After the currency of Japan (yen) had weakened to its lowest level in seven years against the US dollar on Tuesday (11/11), the currency rebounded today (12/11) as speculation spread that Japan’s Prime Minister Shinzo Abe is not considering to dissolve parliament and to postpone a planned sales-tax increase. Japan’s currency had gained 0.4 percent to 115.31 per US dollar at 9:02 am London time according to Bloomberg data (yesterday it had touched a seven-year low at 116.10 per US dollar).
Recently, the yen has lost considerable value as the central bank of Japan introduced another round of quantitative easing. The institution will purchase about USD $725 billion worth of government bonds per year. Furthermore, the yen had weakened amid reports of a possible delay to raise the sales-tax until 2017. And, contrary to earlier reports, Chief Cabinet Secretary Yoshihide Suga stated today that Abe is not preparing for an early election (that supposedly would be held in December 2014).
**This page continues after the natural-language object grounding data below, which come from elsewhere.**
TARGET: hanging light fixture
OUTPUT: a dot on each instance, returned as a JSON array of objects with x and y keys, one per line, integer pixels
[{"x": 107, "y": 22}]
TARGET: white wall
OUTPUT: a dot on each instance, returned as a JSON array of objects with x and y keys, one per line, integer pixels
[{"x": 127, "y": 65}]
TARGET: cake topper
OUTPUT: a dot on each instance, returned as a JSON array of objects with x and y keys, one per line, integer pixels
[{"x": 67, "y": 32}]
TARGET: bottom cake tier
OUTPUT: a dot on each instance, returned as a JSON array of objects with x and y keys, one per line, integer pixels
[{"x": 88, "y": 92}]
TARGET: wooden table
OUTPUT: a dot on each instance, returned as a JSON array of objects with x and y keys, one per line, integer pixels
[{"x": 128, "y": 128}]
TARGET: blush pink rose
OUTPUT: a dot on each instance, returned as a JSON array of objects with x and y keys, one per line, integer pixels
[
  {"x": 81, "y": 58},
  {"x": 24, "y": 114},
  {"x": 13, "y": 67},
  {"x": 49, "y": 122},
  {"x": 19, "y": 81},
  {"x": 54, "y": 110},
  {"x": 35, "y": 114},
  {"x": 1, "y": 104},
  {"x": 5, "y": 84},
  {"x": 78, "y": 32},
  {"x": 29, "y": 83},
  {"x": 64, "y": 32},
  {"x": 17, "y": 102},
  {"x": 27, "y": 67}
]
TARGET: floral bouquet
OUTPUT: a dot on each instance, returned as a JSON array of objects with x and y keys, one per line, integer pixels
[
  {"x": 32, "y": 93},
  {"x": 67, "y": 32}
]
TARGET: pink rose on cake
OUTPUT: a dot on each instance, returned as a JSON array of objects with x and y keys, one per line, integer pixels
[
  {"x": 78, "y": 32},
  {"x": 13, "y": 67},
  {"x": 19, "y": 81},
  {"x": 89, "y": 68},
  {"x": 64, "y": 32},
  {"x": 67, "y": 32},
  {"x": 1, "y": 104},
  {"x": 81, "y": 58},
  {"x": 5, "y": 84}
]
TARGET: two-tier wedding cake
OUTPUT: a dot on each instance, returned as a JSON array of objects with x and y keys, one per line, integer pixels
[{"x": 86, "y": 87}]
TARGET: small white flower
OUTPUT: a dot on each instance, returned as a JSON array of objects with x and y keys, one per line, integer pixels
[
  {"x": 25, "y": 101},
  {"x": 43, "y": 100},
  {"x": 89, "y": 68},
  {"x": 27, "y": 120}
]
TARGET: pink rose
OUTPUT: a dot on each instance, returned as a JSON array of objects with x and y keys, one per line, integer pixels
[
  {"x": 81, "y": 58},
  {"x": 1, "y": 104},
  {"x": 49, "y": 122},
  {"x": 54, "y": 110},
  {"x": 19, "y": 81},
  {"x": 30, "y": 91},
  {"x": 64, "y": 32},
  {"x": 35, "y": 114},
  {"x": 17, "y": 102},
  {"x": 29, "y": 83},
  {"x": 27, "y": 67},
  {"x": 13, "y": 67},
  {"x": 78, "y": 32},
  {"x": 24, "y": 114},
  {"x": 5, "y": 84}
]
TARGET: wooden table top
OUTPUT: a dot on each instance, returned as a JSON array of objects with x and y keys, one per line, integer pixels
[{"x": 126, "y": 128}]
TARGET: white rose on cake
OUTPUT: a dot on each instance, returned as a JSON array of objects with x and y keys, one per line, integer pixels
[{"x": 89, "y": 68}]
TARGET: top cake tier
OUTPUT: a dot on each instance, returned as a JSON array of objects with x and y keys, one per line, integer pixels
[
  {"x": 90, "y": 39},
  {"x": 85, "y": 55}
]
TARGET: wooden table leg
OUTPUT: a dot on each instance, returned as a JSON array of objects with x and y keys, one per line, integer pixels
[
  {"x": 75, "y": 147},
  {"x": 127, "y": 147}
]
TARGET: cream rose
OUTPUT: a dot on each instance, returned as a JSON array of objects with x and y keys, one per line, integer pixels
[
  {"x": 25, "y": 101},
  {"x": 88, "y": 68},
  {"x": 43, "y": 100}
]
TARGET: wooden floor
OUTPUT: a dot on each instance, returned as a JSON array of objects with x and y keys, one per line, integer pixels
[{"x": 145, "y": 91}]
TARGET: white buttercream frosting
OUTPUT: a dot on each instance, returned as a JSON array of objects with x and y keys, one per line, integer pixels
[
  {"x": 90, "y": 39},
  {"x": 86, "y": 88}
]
Since 2012, the world’s third-largest economy has engaged in an aggressive monetary policy (‘Abenomics’) in an attempt to stimulate inflation, boost economic expansion, and thus effectively putting an end to a prolonged period of recession. This aggressive monetary policy aims to weaken the yen in order to make Japan’s exports products more attractive.
The depreciating trend of the yen runs parallel to the recent rally of the US dollar (after the US Federal Reserve ended the quantitative easing program and US interest rates are expected to rise from the second quarter of 2015). Economists of the Citigroup believe that the yen can further depreciate to 120 yen per US dollar before the year-end.
Meanwhile, Japanese consumer confidence reached the lowest level in six months due to the higher sales-tax that was implemented in April 2014, while the September current account surplus rose to 963 billion yen (USD $9.7 billion), up 61.9 percent year-on-year (considerably larger than analysts’ forecasts). However, in recent years Japan’s monthly current account balance has fallen due to the country’s increasing reliance on expensive oil imports to make up for offline nuclear reactors.